Take note: Here’s how to stay safe on campus

Each fall, approximately 20 million students head off to an American college or university. With a new environment and newfound independence, these young men and women can be particularly vulnerable in social situations. Among undergraduate students, 23.1 percent of females and 5.4 percent of males experienced rape or sexual assault through physical force, violence, or incapacitation in 2017, according to the Association of American Universities. In addition, students are susceptible to instances of theft and other physical violence.

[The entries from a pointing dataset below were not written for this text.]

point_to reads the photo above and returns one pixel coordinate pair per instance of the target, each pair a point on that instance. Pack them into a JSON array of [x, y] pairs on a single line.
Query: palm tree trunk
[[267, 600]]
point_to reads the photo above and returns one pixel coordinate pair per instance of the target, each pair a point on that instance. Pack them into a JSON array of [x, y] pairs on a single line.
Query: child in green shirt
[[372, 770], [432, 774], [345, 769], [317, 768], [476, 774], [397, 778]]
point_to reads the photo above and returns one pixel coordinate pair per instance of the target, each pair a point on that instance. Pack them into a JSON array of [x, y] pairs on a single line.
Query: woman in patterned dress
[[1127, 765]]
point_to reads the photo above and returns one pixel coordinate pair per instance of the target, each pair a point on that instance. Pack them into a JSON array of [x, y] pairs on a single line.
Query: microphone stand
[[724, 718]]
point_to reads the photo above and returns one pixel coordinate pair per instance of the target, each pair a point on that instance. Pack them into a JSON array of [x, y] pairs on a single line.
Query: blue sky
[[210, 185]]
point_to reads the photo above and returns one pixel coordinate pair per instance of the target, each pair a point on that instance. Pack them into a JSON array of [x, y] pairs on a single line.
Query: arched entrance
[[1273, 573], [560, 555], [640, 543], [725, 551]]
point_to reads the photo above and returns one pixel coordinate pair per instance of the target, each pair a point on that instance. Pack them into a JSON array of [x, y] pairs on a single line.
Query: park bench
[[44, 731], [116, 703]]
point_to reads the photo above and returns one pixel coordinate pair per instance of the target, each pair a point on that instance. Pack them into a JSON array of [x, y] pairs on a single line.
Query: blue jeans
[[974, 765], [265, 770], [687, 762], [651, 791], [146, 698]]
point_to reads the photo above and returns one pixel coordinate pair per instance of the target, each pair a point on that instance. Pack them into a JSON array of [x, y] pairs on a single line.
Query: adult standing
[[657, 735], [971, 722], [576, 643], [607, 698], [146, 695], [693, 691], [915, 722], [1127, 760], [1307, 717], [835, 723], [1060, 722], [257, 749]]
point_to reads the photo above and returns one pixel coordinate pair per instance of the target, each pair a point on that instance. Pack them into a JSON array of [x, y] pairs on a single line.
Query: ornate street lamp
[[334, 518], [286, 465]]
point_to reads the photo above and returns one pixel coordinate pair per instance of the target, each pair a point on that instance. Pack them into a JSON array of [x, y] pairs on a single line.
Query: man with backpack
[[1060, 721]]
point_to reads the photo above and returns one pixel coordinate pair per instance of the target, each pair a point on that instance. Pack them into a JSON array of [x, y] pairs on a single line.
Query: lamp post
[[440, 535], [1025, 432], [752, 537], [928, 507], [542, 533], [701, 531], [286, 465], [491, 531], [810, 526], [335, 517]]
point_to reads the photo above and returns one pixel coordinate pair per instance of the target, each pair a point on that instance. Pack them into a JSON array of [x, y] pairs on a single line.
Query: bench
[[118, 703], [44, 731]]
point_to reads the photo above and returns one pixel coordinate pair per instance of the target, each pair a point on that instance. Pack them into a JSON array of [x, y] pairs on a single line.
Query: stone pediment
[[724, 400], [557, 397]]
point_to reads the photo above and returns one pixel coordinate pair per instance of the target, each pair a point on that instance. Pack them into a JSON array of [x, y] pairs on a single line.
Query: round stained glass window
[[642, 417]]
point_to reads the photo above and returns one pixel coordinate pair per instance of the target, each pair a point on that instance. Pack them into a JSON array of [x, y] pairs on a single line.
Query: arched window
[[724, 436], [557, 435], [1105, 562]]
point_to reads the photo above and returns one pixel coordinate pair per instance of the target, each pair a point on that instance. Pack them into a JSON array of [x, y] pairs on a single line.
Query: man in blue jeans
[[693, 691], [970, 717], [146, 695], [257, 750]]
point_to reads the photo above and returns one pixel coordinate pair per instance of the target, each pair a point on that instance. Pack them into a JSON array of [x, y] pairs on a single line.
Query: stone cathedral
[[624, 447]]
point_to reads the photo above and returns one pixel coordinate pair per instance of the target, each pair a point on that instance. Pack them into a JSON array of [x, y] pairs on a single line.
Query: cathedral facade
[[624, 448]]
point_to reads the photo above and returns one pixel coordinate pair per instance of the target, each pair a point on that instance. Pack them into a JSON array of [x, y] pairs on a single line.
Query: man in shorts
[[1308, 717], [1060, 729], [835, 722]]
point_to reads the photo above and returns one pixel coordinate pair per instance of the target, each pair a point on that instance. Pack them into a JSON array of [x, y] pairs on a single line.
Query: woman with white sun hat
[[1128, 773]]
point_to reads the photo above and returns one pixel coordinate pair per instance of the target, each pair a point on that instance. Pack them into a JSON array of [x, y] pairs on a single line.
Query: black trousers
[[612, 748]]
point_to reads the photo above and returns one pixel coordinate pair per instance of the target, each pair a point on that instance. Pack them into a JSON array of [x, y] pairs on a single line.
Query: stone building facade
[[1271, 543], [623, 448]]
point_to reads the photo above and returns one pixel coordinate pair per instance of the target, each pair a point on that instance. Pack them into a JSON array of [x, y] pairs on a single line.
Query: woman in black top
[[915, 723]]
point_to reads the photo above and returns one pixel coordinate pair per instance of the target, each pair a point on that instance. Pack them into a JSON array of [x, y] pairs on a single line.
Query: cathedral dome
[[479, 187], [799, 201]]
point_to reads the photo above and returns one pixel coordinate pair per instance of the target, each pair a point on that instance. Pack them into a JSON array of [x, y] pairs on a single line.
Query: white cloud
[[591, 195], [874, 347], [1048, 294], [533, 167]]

No one wants to think about these unpleasant acts, but being prepared can greatly minimize the risk. David Kelley, security officer, Parkview Health, has some great tips for students returning to campus.

Campus Safety Tips 
  • Be aware of your surroundings.  Try not to “zone out” or get distracted on your phone. Keep earbuds out! Look out for what is happening around you.
     
  • Do not walk alone at night.  Use the buddy system. As childish as it seems, you’re doing yourself and your friend a favor by sticking together.
     
  • Lock your doors.  Keep your car and home doors locked at all times, even when you’re awake. This can prevent attack and theft.
     
  • Have some extra cash on hand.  Having cash can save the day if you lose your debit or credit card and need to get out of a bad situation.
     
  • Have the right contacts.  Store the campus emergency numbers in your phone.
     
  • Map it out.  Learn your way around campus and identify places where you hide, if necessary. It’s also important to know where the emergency call buttons are on campus.
     
  • Call it a night.  Never stay at a party if your friend leaves. It’s incredibly risky to be there alone and could put your friend at risk as well if they have to walk home alone.
     
  • Be smart with substances.  Try to avoid becoming intoxicated and losing control of yourself. When your judgement is impaired and awareness is down, you are at a much greater risk.
     
  • Empower yourself.  Consider taking a self-defense class through the school or a local organization. You might feel comfortable carrying pepper spray or a loud whistle as well. Just make sure you know how to properly handle and operate any self-defense mechanisms.